»Ja, und ich bin auch schon mal von 'ner brennenden Bohrinsel in den Golf von Mexiko gesprungen. Heißt aber nich, dass ich das noch mal machen möchte.«
Trumballs Reaktion bestand darin, dass er noch fester aufs Gaspedal trat. Craig sah zu, wie der Tachometer über die Einunddreißig-Stundenkilometer-Marke hinauskroch. Mit einem grimmigen Lächeln erinnerte er sich an die Maxime eines alten Preisboxers: Du kannst weglaufen, aber verstecken kannst du dich nicht.
TARAWA
Pete Connors hatte gerade dienstfrei und räkelte sich genussvoll am Strand vor dem zweistöckigen Haus, in dem er wohnte, als der Anruf kam.
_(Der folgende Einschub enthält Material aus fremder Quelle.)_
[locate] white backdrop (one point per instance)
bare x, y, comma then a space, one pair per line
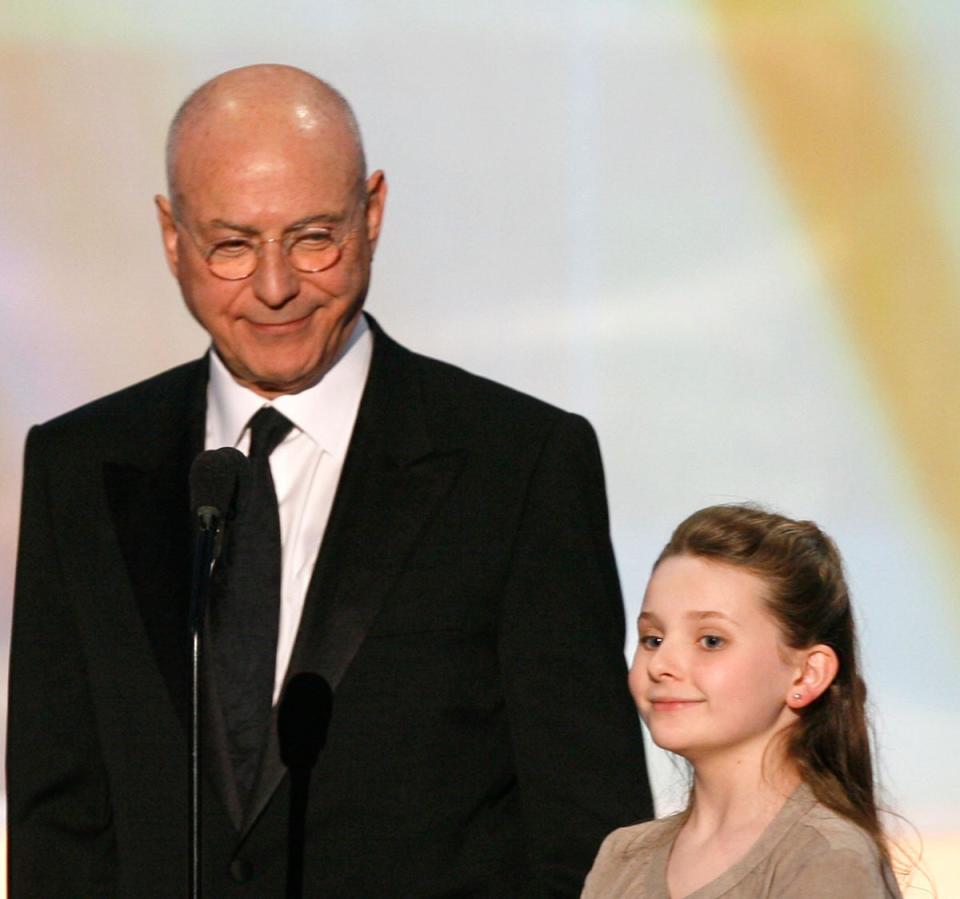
582, 206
Als Chef des Kontrollzentrums der Marsexpedition hatte Connors immer und überall ein Handy dabei, auch wenn man sich auf den kleinen Inselchen des Atolls ohnehin nicht sehr weit vom Kontrollzentrum entfernen konnte. Er lag bequem auf einer alten Decke, hatte die Fersen in den weichen, weißen Sand gestemmt und lauschte dem Rhythmus der Brandung, die gegen das Riff schlug, als das kleine Telefon piepste. Selbst in der Plastikhülle für den Strand gelang es dem Ding, dringlich zu klingen.
Mit einem genervten Seufzer setzte Connors sich auf und tastete in der Tasche nach dem Telefon. Er hatte die Video-Erweiterung auch dabei, beschloss jedoch, sich nicht damit abzuplagen, außer wenn er sich irgendwelche Daten ansehen musste.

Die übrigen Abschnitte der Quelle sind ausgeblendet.